Monday, August 6, 2007

Defending privacy on multiple fronts

An LA Times op-ed asks whether "Internet shaming turn Average Joes into Big Brother":

When we talk of privacy in the Internet age, we mostly speak of financial information and the mounds of data that search engines keep on our e-behavior. But more and more, digital media and the relative anonymity of the Web enable netizens to expose, call out and shame others in cyberspace.

...It's not so much a centralized authority we fear but our fellow citizens, who now have the capacity to grab little pieces of our lives, pass judgment on them and project them across the globe.

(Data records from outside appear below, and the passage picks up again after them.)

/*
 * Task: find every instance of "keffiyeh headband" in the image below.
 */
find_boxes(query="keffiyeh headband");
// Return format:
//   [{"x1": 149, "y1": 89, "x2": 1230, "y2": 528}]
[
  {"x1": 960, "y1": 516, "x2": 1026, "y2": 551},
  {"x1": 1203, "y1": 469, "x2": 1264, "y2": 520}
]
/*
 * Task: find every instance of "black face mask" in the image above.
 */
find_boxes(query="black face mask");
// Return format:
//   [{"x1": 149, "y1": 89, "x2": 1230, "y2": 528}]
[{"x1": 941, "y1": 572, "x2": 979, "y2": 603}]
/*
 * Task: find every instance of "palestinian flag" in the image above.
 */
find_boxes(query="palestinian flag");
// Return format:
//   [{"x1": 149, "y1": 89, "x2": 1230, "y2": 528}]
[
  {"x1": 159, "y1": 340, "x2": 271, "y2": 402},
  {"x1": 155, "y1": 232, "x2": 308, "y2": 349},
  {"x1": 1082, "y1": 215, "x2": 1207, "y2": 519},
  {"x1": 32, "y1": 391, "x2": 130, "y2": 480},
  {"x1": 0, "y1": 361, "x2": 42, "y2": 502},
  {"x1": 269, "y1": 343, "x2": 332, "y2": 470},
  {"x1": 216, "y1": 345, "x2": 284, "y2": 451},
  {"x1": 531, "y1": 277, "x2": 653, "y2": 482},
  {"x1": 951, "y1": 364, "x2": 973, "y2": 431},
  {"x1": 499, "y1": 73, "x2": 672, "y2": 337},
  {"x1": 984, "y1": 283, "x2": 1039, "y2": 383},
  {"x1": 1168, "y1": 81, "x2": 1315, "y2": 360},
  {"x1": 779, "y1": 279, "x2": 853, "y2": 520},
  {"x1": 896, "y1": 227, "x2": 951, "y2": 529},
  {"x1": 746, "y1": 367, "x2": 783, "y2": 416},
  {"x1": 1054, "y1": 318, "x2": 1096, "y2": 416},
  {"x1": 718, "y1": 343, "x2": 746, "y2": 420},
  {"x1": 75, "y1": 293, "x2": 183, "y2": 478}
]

Internet shaming may be one thing, but with a weekend ruling effectively legalizing and expanding the Bush administration's wiretapping program, there are still ample legitimate reasons to be concerned about privacy violations committed by centralized authority:

For the past several months, the White House has been aggressively pressuring Congress to expand the administration's spying powers and update the Foreign Intelligence Surveillance Act (FISA). On Friday, President Bush bemoaned that Congress had not "drafted a bill I can sign." "We've worked hard and in good faith with the Democrats to find a solution, but we are not going to put our national security at risk," said Bush. The House surrendered and voted 227 to 183 on Saturday to endorse the administration-backed legislation, which expands the powers of Attorney General Alberto Gonzales. Bush hailed the bill, which he signed into law yesterday, because it would give the Director of National Intelligence Mike McConnell "the most immediate tools he needs to defeat the intentions of our enemies." But in reality, the White House had rejected a narrower compromise bill endorsed by both McConnell and the congressional leadership. As the New York Times noted, this episode was another attempt by the President to "stampede Congress into a completely unnecessary expansion of his power to spy on Americans."